Trump: “Io sono contro l’economia tedesca”

Merkel messa in un angolo e mondo sunnita riappacificato. E’ ormai alla conclusione il viaggio in Europa e nel Medio Oriente di Donald Trump che già in molti stanno facendo un bilancio su quanto ottenuto dal Presidente degli Stati Uniti. Il giudizio è stato sostanzialmente positivo e persino il giornalista del Washington Post Charles Krauthammer ha parlato positivamente dei numerosi meeting di Trump.
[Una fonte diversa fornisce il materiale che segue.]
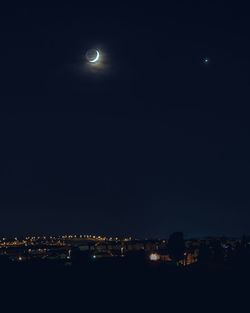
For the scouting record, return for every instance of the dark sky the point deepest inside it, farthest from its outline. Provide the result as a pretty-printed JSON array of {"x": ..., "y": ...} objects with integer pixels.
[{"x": 156, "y": 143}]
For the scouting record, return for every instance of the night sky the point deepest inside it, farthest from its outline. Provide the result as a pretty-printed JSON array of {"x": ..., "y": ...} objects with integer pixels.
[{"x": 156, "y": 142}]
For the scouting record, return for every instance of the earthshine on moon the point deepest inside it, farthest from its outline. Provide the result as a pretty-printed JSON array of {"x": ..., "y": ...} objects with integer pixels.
[{"x": 93, "y": 56}]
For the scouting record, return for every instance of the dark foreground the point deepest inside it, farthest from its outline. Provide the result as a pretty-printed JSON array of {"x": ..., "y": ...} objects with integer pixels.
[{"x": 115, "y": 286}]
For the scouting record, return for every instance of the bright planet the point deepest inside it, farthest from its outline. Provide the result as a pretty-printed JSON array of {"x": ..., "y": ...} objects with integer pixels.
[{"x": 93, "y": 55}]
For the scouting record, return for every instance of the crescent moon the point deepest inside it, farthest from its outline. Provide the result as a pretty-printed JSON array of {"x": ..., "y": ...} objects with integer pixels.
[{"x": 96, "y": 58}]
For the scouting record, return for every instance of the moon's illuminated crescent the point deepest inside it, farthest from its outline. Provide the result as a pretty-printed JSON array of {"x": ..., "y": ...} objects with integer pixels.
[{"x": 96, "y": 58}]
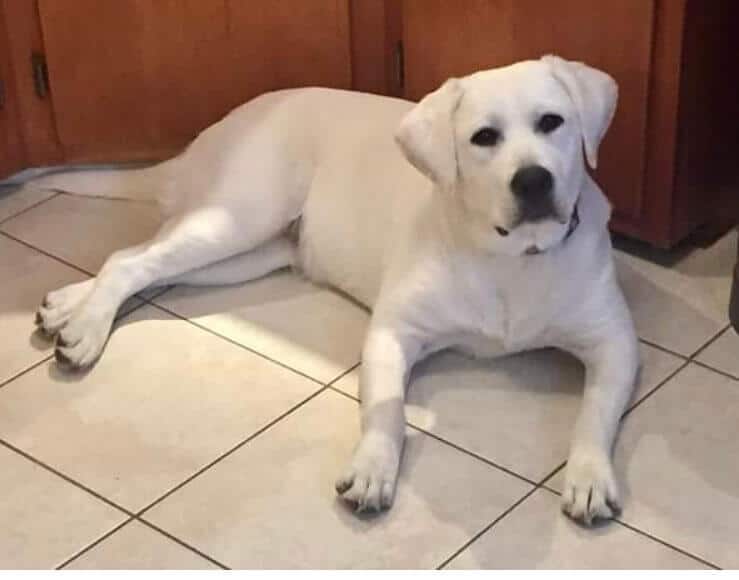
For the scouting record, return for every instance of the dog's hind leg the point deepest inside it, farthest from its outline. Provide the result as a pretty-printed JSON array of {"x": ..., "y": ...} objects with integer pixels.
[{"x": 184, "y": 243}]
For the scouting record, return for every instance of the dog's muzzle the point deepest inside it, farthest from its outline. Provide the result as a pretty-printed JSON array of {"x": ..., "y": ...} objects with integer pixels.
[{"x": 533, "y": 187}]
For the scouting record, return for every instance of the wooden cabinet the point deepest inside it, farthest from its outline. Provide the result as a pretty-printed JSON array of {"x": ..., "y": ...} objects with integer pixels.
[
  {"x": 137, "y": 79},
  {"x": 148, "y": 75},
  {"x": 11, "y": 148}
]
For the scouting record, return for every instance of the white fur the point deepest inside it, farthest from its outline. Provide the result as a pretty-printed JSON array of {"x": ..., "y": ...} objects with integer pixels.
[{"x": 417, "y": 242}]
Secondo Krauthammer, la capacità di Trump di unificare le nazioni sunnite contro un regime iraniano ostile ha dimostrato che “l’America è tornata”. Il vertice in Arabia Saudita delle principali nazioni sunnite assieme agli Stati Uniti è stato insomma un successo, confermato anche dalla sua presenza in Israele, dove è stato accolto come un messia.

 

Ma è stato in Europa che si è svolto il capolavoro diplomatico di Trump. Nonostante le pressioni pesanti da parte dei leader del G7, il presidente Donald Trump ha rifiutato di approvare l’accordo sul clima di Parigi che aveva firmato l’ex presidente Barack Obama in carica.

La decisione di Trump ha sconvolto leader mondiali come la cancelliera tedesca Angela Merkel, che ha cercato in tutti i modi di convincere il Presidente USA. Non si sa se alla fine Trump rimarrà fedele all’Accordo di Parigi, ma in occasione del G7 ha mostrato la sua ferma volontà di non acconsentire alle richieste degli altri paesi membri.

Ma la frase emblema del G7 di Taormina è quella in cui Trump ha detto:” Io non ho un problema con la Germania, ho un problema con l’economia tedesca”. Un chiaro messaggio provocatorio nei confronti della Merkel, accusata da sempre di attuare politiche che danneggiano l’intera economia globale.

Non per nulla, nel suo programma Trump denunciava che «la debolezza delle economie dell’Europa meridionale nell’Unione Monetaria Europea tiene un tasso di cambio inferiore rispetto a quello che avrebbe avuto il Marco tedesco come valuta indipendente». Attaccava inoltre il fatto che proprio questo giochetto economico è la ragione principale per cui il deficit commerciale degli Stati Uniti nei confronti della Germania è sempre più aumentato negli ultimi anni.

Il G7 di Taormina è stato anche un momento glamour che ha visto scontrarsi il marito di Angela Merkel, Joachim Sauer, e la moglie di Donald Trump, Melania. La sfida si è combattuta tra gastronomia, il marito della Cancelliera si è messo a criticare pesantemente le discutibili scelte gastronomiche avanzate dagli chef, e eleganza, Melania Trump ha oscurato la scena alla padrona di casa, Manuela Gentiloni, con vestiti ricercatissimi.

Cosa è rimasto di questo G7? Come al solito un nulla di fatto, voluto e abilmente cercato dall’amministrazione USA che ha paralizzato le proposte degli altri membri troppo abituati al debole Obama.